Don’t force it to say what you want it to say by manipulating it with inappropriate or over-optimistic assumptions. It’s a trap that some companies fall in to, for example, when preparing sales forecasts to support investment rounds. Reverse-engineering the data is a fool’s paradise and rarely pays off.
Finally, treat numbers given in off-the-shelf market research reports with caution, regardless of the publisher’s pedigree. Such reports rarely describe either the research methodology or the assumptions on which, for example, sector size or growth forecasts are based. It’s also worth checking, if given, the list of companies or demographics of who is included in the report as their criteria are often surprisingly inclusive or slack, depending on one’s view.
The objective of this phase is to enlighten your stakeholders –be they internal or external – by drawing useful insights, observations and conclusions from the project’s findings.
The power of asking “So what?”
The “So what?” test is an immensely powerful, yet simple, method of maximising the value derived from a project. However, it is often not applied as rigorously or determinedly at this stage of the process as one might expect.
For example, a major professional services firm publishes regular reports on private equity and VC technology investments. The firm’s objective, presumably, is to demonstrate that it has its finger on the pulse in the high tech financing space. They gather information from a range of public data sources and report it along the lines of “Levels of investment in sector X are up/down [select one] by Y% compared to the previous period”. This has some value as a curation exercise. However, they offer no meaningful analysis of why investment levels have changed or, more importantly, of what the potential implications are for interested stakeholders or of what the longer-term trends might be.

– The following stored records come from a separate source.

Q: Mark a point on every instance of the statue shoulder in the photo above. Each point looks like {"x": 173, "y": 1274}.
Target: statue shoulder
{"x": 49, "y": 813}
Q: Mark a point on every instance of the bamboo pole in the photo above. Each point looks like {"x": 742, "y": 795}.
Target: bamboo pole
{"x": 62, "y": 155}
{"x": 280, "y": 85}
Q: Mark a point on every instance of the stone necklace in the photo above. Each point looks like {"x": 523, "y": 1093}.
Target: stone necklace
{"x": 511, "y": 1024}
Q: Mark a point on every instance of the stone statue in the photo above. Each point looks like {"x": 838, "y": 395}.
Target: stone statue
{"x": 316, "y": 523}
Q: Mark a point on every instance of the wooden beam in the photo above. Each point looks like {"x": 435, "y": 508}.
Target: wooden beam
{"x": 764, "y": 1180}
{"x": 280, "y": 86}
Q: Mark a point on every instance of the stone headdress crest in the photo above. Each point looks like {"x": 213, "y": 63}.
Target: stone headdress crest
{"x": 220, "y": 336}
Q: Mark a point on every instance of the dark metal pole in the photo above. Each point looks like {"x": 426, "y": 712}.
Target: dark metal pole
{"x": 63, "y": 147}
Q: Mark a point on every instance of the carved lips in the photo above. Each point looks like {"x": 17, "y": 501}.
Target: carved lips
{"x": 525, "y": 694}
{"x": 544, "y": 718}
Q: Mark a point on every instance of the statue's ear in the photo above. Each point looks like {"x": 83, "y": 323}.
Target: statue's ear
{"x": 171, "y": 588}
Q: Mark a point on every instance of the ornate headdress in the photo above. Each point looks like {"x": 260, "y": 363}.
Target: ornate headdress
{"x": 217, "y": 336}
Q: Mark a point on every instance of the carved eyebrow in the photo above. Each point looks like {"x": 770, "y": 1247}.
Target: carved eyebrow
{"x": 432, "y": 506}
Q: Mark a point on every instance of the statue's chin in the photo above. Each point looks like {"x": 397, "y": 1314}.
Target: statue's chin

The result is that the reports provide information, but no insight, only information.
If, however, the firm included the “So what?” question in their information analyes the reports would have significantly more business development value.
This raises two important points:
First, insights do not have to be conclusive in order to add value. The weight given to them will, though, depend on the quality and completeness of the information gathered during the Investigate phase and the analysis and judgments made in the Interpret phase.

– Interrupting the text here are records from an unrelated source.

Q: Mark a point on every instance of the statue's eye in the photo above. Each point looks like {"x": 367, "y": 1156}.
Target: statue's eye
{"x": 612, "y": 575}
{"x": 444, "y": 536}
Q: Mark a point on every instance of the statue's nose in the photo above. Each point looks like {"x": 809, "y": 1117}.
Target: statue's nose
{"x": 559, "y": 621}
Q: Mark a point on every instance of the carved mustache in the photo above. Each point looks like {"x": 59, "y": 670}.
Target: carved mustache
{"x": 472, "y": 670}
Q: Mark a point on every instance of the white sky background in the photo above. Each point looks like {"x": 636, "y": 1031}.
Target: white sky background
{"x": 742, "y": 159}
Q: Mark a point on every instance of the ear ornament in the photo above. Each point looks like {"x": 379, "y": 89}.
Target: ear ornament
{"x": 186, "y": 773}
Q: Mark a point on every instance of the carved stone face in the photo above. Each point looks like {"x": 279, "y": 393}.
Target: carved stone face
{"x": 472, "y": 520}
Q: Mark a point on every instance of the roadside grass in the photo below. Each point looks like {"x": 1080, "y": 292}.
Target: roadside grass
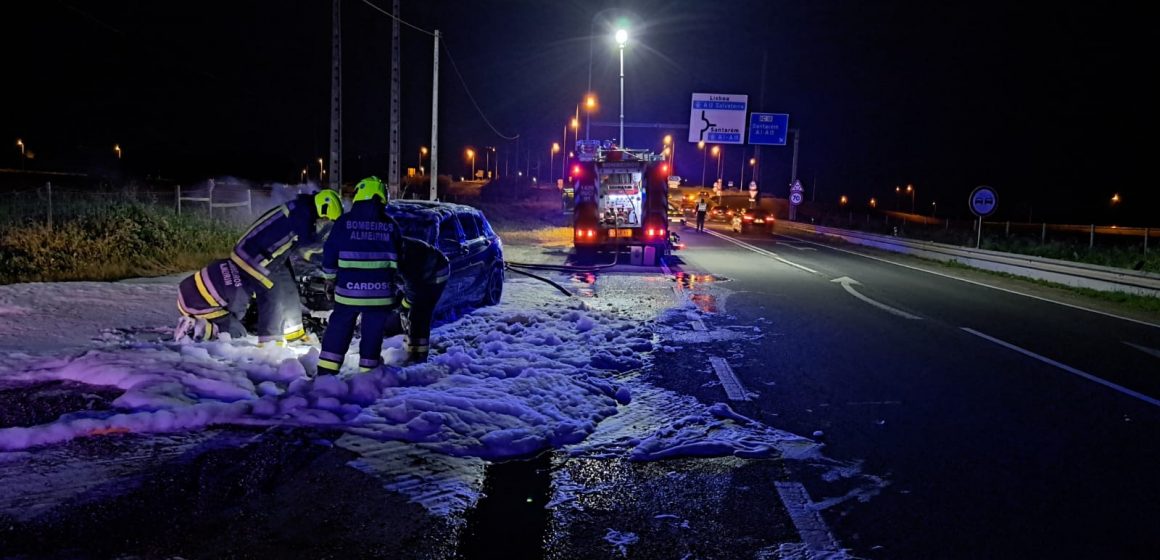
{"x": 109, "y": 241}
{"x": 1130, "y": 300}
{"x": 1126, "y": 257}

Second, in some circumstances tentative conclusions and hypotheses may be the most that one can realistically infer. That does not, however, negate their value. It is far better to put forward an opinion, albeit tentative, as to what your research findings mean than to offer none at all. There is real value in putting forward ideas and observations that help stakeholders advance their thinking and consideration of an issue, provided the limitations of the source data are made clear.
Going the extra mile can radically transform the output of a market analysis project from mere information to high value-added insights that deliver real benefit to users.
Three of the most important tools in the market analysis kit bag to achieve this goal are the Four ‘I’s Model, Deconstructive Investigation and the “So What?” test.